Coronavirus, più contagi (4.694) e più morti (619), altro che Pasqua

ROMA – Coronavirus: più contagi e morti del giorno precedente, alla vigilia di Pasqua questi i numeri: 4.694 italiani contagiati in 24 ore (il giorno prima 4.204) e 610 italiani sono morti nelle stesse 24 ore (il giorno prima 570).

Quasi cinquemila contagi in un giorno sono tanti, troppi. Più di quanto medici e virologi si aspettassero a questo punto (30/40 giorni di tutti a casa-quarantena). Troppi rispetto perfino al calendario finora semi ufficiale (a maggio pian piano tutti fuori).

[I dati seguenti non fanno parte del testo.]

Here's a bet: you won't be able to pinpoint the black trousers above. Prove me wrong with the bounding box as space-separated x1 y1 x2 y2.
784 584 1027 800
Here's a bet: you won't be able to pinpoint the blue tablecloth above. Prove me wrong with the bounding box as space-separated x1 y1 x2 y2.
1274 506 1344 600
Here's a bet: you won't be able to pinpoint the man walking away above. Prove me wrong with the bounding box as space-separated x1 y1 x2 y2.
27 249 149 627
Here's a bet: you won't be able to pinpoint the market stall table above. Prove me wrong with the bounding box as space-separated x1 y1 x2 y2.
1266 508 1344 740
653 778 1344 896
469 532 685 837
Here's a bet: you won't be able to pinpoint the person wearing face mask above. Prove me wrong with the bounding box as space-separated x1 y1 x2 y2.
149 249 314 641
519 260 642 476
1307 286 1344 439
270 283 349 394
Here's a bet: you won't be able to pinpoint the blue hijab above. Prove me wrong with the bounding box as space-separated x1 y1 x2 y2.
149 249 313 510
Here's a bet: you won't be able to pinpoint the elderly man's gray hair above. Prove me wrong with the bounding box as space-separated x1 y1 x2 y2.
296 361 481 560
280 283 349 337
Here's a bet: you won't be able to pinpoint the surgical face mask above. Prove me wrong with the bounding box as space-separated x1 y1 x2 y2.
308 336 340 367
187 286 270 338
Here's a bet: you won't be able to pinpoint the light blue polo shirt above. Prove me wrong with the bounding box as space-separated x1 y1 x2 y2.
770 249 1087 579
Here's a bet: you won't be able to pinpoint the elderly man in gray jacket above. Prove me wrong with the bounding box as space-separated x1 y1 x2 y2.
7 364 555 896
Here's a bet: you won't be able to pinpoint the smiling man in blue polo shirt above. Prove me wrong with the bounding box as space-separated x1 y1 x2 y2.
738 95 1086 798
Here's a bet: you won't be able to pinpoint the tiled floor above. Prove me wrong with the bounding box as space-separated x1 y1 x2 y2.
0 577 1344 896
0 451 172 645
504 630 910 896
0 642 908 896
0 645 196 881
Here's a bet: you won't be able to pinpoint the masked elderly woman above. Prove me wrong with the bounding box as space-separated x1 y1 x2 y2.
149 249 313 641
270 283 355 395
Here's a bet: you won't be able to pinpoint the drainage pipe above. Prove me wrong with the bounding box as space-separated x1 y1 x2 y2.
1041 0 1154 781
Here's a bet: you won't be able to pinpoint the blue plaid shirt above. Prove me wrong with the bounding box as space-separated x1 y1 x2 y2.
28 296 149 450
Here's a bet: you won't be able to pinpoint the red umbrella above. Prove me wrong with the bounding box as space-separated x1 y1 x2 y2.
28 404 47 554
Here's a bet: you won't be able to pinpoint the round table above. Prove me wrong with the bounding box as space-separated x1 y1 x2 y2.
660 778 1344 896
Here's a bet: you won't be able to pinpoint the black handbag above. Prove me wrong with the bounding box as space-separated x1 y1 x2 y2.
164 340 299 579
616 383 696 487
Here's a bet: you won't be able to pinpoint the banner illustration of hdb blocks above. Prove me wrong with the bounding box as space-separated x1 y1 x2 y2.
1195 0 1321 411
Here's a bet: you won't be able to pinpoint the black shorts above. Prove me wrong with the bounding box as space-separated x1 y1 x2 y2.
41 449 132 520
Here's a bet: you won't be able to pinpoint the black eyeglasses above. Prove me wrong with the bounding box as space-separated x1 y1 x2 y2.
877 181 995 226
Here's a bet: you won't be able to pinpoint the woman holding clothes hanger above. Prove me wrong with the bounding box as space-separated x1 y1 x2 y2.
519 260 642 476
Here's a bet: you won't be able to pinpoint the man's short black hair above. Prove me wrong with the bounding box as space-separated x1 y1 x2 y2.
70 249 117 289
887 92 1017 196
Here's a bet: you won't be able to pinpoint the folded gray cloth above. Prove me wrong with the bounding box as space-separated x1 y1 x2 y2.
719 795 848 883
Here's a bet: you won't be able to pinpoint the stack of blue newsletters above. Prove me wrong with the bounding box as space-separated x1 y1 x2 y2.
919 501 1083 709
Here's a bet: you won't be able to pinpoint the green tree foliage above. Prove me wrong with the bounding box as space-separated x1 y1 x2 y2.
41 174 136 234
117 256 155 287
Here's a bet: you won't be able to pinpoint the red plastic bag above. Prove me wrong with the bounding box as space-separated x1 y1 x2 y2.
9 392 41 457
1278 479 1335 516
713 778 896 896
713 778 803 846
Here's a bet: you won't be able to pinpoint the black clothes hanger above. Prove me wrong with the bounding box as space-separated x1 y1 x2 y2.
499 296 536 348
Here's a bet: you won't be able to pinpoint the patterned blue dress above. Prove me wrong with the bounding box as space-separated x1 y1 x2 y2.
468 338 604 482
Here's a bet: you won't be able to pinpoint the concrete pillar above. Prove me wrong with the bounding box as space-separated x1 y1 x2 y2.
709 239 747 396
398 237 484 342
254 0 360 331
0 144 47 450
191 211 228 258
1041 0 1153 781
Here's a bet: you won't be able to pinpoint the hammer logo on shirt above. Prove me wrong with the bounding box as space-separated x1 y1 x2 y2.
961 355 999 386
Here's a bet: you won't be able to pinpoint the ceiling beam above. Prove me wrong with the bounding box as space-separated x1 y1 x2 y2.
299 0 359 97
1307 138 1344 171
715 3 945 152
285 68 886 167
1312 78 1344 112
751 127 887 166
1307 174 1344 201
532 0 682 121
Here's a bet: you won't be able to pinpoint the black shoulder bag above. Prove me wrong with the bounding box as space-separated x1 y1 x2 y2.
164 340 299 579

Troppi, tanto troppi per la politica e i cosiddetti governanti, ad esempio il fantasioso assessore Gallera l’altro giorno ha raccontato che il virus si è fatto più debole perché incontra meno gente. Deve averci parlato Gallera con coronavirus per avere di queste informazioni sull’umore del virus.

Quasi cinquemila contagi in un giorno, l’ultimo giorno prima di Pasqua, sono incompatibili con l’attesa, per ora delusa, della discesa del tracciato dell’epidemia. Ma sono il risultato, di cui si fatica a prendere atto, di quel che si è fatto, si è riusciti a fare, siamo stati capaci di fare e cioè una mezza quarantena che va erodendosi nei fatti. Senza questa mezza quarantena probabilmente ancora più contagi e morti, ma sarebbe saggio finirla con la retorica dell’italiano grande popolo che con grande responsabilità…

Mezza quarantena, metà della popolazione italiana si muove fuori di casa, si muove e si sposta, ogni giorno. Questa non è quarantena. E non tutti di quella metà di italiani che ogni giorno si muove fuori di casa lo fa per lavoro. Non c’è da approvare o condannare, c’è da constatare: un 10/20 per cento di italiani la quarantena se la fa a misura delle sue idee e soprattutto bisogni.

Ci si concede la corsa e la passeggiata lunga, molto lunga. Ci si concede l’uscita più volte al giorno da casa. Ci si sta concedendo in queste ore il pranzo di Pasqua radunando un po’ di famiglia, il familiare o l’amico che abita in altra casa, tanto non ci siamo ammalati, quindi vuol dire che siamo sani…

Ci si comincia a concedere qualche chiacchiera in strada e qualche nonno-nipote per mano in strada dietro l’illusoria protezione-corazza della mascherina. Mascherina che nessuno o quasi cambia ogni giorno e quindi è solo illusione. 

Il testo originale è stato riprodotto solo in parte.